Most people who want WEP just plug an old AP into their existing network. That exposes them to these risks.

Now, are these risks enormous? Not... hugely. One is far more likely to get got by malware on the Internet than by a drive-past attacker. But they're also basically trivial to remedy. And even if the likelihood of occurrence isn't huge, not exposing yourself to risk you don't have to is a prudent and sensible thing to do, especially when it's dead easy.

So telling other people this is a 'fake problem' is irresponsible. It's not a fake problem at all. If you have decided that in your risk calculus this is OK, then that's fine. But each person has to make their own decision here; to tell them it's a fake problem prevents them from making their own decision about risk in a situation where the nature of that risk can be very non-obvious. And that's not a good thing to do.
 
As a quick update/resurrection - a quick look on eBay now suggests those Orinoco 802.11b cards may no longer be much cheaper than the Apple Airport cards. Possibly due to the growing surge in interest in vintage Windows PCs these days. So if you're adding wifi now you might be able to land original Apple hardware for a similar price. Though I bet those Orinoco cards can still be had much cheaper at thrift stores and estate sales....
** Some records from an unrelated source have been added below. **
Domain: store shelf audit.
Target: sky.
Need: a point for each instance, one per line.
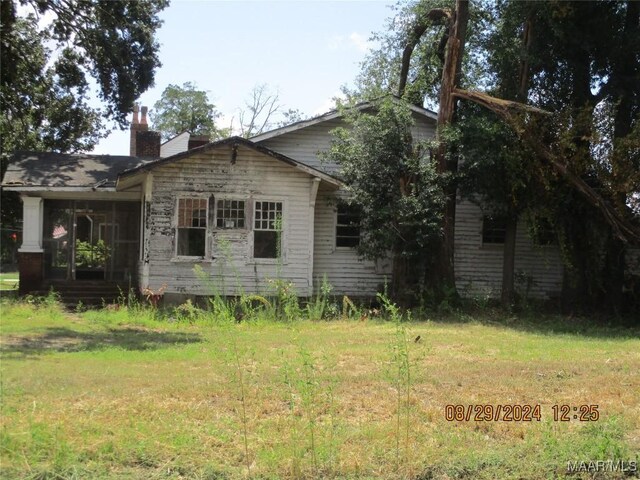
(304, 50)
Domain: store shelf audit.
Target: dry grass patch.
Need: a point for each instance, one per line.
(161, 400)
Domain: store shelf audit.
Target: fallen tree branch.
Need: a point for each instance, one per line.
(510, 111)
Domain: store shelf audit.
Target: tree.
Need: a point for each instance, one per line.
(260, 108)
(396, 188)
(185, 109)
(44, 92)
(578, 144)
(47, 69)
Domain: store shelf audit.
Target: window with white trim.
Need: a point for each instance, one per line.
(267, 228)
(347, 226)
(230, 214)
(192, 227)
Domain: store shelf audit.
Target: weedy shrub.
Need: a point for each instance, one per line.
(285, 300)
(187, 311)
(290, 392)
(317, 306)
(400, 376)
(241, 386)
(309, 389)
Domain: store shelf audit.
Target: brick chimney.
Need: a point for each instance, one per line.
(143, 143)
(197, 141)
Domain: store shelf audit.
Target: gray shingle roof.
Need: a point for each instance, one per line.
(66, 170)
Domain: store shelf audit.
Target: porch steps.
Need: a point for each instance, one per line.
(90, 293)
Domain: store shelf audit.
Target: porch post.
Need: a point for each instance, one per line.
(30, 253)
(313, 194)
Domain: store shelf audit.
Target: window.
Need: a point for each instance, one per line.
(266, 229)
(347, 226)
(493, 230)
(192, 227)
(543, 233)
(230, 214)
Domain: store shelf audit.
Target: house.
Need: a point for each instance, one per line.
(243, 211)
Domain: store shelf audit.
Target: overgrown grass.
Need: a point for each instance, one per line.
(134, 393)
(9, 281)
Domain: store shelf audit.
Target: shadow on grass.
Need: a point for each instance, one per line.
(68, 340)
(614, 328)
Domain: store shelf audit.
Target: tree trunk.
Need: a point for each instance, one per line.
(624, 81)
(508, 262)
(509, 255)
(444, 273)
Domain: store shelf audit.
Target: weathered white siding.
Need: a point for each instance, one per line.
(305, 143)
(178, 144)
(478, 267)
(253, 177)
(348, 274)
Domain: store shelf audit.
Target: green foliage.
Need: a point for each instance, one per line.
(92, 254)
(317, 306)
(44, 96)
(380, 71)
(185, 109)
(393, 182)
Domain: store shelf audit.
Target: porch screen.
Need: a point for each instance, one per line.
(192, 227)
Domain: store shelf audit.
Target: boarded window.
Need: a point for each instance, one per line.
(493, 230)
(267, 228)
(347, 226)
(230, 214)
(192, 227)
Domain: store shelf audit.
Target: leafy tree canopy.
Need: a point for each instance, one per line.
(394, 185)
(52, 51)
(185, 109)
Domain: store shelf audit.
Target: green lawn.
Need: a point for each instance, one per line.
(118, 394)
(9, 281)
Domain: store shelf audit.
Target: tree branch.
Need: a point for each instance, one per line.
(509, 111)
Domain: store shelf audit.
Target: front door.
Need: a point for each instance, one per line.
(92, 251)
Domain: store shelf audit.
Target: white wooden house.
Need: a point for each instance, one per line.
(158, 214)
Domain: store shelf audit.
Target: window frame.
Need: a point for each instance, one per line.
(483, 231)
(336, 225)
(283, 235)
(247, 213)
(177, 228)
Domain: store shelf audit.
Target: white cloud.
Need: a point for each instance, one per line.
(336, 42)
(354, 40)
(360, 42)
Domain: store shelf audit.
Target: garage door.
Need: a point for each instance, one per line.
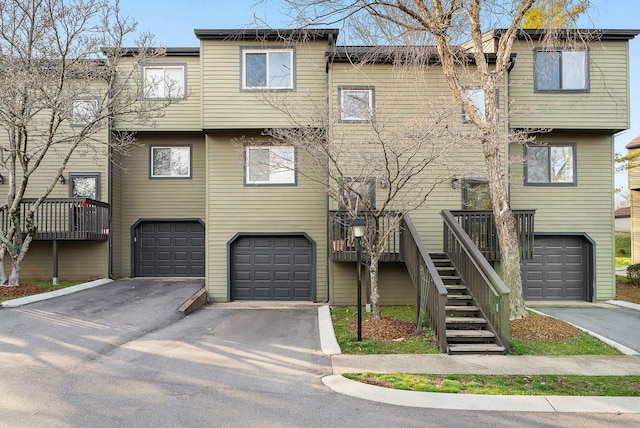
(559, 270)
(169, 249)
(272, 268)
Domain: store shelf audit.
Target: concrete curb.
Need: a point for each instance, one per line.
(328, 341)
(21, 301)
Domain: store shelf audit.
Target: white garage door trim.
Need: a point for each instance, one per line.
(230, 263)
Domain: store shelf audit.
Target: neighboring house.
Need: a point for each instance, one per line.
(623, 219)
(188, 201)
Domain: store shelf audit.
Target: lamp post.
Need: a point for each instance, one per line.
(358, 227)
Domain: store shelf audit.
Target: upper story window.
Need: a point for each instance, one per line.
(356, 103)
(551, 164)
(268, 69)
(84, 185)
(265, 165)
(170, 162)
(561, 70)
(162, 81)
(83, 111)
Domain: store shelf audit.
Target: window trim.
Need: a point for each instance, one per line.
(465, 117)
(465, 191)
(163, 65)
(574, 154)
(358, 88)
(244, 50)
(170, 177)
(75, 124)
(263, 145)
(73, 175)
(587, 79)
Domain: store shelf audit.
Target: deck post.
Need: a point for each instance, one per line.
(55, 262)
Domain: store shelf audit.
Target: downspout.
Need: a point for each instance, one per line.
(327, 202)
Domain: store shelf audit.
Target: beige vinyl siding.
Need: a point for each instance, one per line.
(633, 175)
(76, 260)
(605, 106)
(587, 207)
(184, 114)
(145, 198)
(233, 207)
(226, 106)
(400, 95)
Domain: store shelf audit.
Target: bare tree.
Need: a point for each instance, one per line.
(381, 168)
(59, 92)
(446, 24)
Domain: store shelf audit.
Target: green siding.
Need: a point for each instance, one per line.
(225, 106)
(145, 198)
(587, 207)
(605, 106)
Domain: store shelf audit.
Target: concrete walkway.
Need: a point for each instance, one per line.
(620, 365)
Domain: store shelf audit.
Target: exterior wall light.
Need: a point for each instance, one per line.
(358, 227)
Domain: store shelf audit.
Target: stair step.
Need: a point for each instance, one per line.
(461, 308)
(470, 334)
(459, 297)
(465, 320)
(475, 348)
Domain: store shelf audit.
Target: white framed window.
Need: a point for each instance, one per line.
(476, 96)
(170, 162)
(268, 69)
(265, 165)
(162, 81)
(83, 110)
(356, 103)
(561, 70)
(551, 164)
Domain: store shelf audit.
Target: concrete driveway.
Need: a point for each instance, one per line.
(619, 324)
(120, 355)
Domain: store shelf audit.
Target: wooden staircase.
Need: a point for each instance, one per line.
(467, 330)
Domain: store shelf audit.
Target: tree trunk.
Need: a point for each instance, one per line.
(373, 276)
(506, 229)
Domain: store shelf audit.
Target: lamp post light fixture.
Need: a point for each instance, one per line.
(358, 227)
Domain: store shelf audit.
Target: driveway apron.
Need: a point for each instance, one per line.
(616, 323)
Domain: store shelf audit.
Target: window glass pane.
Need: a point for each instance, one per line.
(537, 164)
(574, 70)
(258, 164)
(476, 196)
(355, 104)
(84, 187)
(280, 69)
(153, 82)
(548, 70)
(161, 161)
(174, 82)
(256, 70)
(561, 164)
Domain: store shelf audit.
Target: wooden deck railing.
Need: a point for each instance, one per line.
(488, 289)
(65, 219)
(431, 296)
(481, 228)
(342, 243)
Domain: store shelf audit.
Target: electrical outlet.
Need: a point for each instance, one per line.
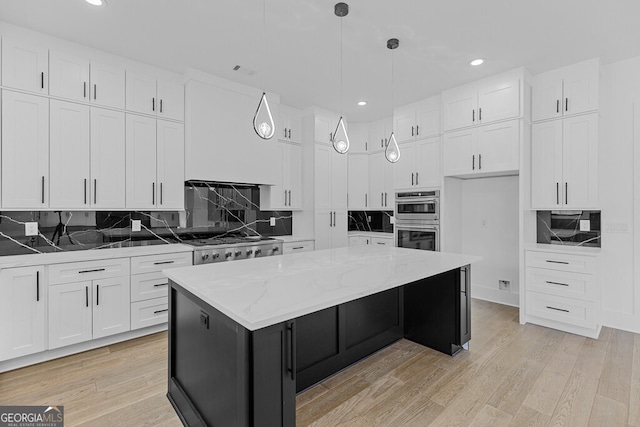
(30, 228)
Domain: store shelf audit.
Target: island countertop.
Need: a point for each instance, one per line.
(264, 291)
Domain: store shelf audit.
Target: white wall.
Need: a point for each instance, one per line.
(620, 89)
(490, 229)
I put an Airport card in my Digital Audio back when it was in daily use, but now it's just there to complete the vintage build. I don't think I've taken that machine online since about 2010, or whenever they stopped security support for OS X Tiger. And I am not planning to anymore. Even back then I recall it being common advice to move away from WEP devices when possible. I am certainly concerned about exposing my home network these days using old wifi devices that a child could crack into.

With that being said, I love seeing how far vintage Mac users have gone in getting old 68k and PPC macs using the modern web! But those that go that route usually know their way around network technology (I don't!) and understand the risks.